Dibakar Gope

Principal Engineer
Machine Learning & AI
Arm Inc., Austin

GitHub
Google Scholar
DBLP


About Me

I am a Principal Engineer in the Machine Learning research group at Arm Research in Austin, TX. I have been working on model and runtime optimization of Generative AI networks, such as large language models(LLMs) and vision transformer networks, for on-device, hardware-aware deployment. I have worked on developing resource-efficient computer vision (CV) and natural language processing (NLP/NLU) models, neural network compression, and neural architecture search techniques for already constrained CV and NLP networks executing on highly constrained platforms, such as microcontrollers, and personal mobile devices, etc. In that context, I have developed novel compact model architectures, sub-byte quantization, low-rank matrix factorization, dynamic execution, and pruning techniques. Besides, I contribute to the design of a next-generation neural hardware accelerator and work on developing new instruction definitions and kernel optimizations for high throughput matrix multiplication. My research work has resulted in multiple high-impact publications in top-tier machine learning conferences and workshops (ICCV, MLSys, CVPR, NeurIPS).

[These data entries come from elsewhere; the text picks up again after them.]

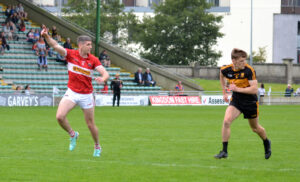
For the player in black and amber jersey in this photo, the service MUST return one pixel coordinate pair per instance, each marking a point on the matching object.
(243, 84)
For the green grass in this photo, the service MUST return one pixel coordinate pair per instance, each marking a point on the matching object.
(214, 85)
(148, 144)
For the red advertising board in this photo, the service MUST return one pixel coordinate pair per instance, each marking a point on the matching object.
(174, 100)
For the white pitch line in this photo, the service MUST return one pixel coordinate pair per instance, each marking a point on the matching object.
(161, 164)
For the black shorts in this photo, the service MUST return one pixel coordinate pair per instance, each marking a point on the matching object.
(248, 108)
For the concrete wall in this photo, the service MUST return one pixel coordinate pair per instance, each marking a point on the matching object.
(285, 39)
(272, 73)
(118, 57)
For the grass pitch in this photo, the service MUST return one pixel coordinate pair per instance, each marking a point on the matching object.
(148, 144)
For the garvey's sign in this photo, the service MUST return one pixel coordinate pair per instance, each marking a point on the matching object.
(174, 100)
(106, 100)
(26, 100)
(214, 100)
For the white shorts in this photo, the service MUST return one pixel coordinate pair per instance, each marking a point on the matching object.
(85, 101)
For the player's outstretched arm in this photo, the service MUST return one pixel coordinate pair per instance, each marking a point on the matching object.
(248, 90)
(104, 74)
(223, 86)
(58, 48)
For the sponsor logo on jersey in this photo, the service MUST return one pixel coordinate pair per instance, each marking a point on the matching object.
(85, 72)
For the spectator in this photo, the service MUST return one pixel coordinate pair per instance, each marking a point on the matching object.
(148, 79)
(288, 91)
(138, 77)
(36, 35)
(7, 11)
(55, 35)
(261, 90)
(22, 27)
(297, 93)
(4, 44)
(7, 31)
(42, 54)
(116, 86)
(13, 30)
(68, 44)
(30, 36)
(179, 88)
(20, 9)
(104, 59)
(105, 88)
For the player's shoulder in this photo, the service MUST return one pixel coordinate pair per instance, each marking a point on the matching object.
(250, 68)
(224, 67)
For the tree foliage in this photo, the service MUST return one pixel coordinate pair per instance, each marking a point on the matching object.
(181, 32)
(260, 56)
(113, 18)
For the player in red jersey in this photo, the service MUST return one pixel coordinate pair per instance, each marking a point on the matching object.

Before joining Arm in July 2017, I received a Ph.D. in Electrical Engineering specializing in Computer Architecture, Machine Learning and AI-Assisted Systems Design from University of Wisconsin-Madison in 2017. During the course of my Ph.D., I conducted original research in designing highly accurate machine learning-guided neural branch prediction for CPU microarchitecture, improving the execution efficiency of PHP scripting language through hardware accelerators and compiler optimizations, and developing efficient memory consistency model for modern processor architecture. My research work has resulted in multiple high-impact publications in top-tier computer architecture conferences (ISCA, MICRO, HPCA, PACT).

I received my Master's Degree (M.S.) in Computer Engineering from Texas A&M University in 2011. During the course of my Master's degree, I conducted original research in design for testing, and dynamic CMOS circuits, designed and implemented a path delay test generator maximizing crosstalk-induced slowdown in modern digital circuits, and performed a detailed evaluation of a circuit and layout fabric based on dynamic circuits. This research work resulted in publications in top-tier circuit/VLSI design conferences (ICCD, MWSCAS).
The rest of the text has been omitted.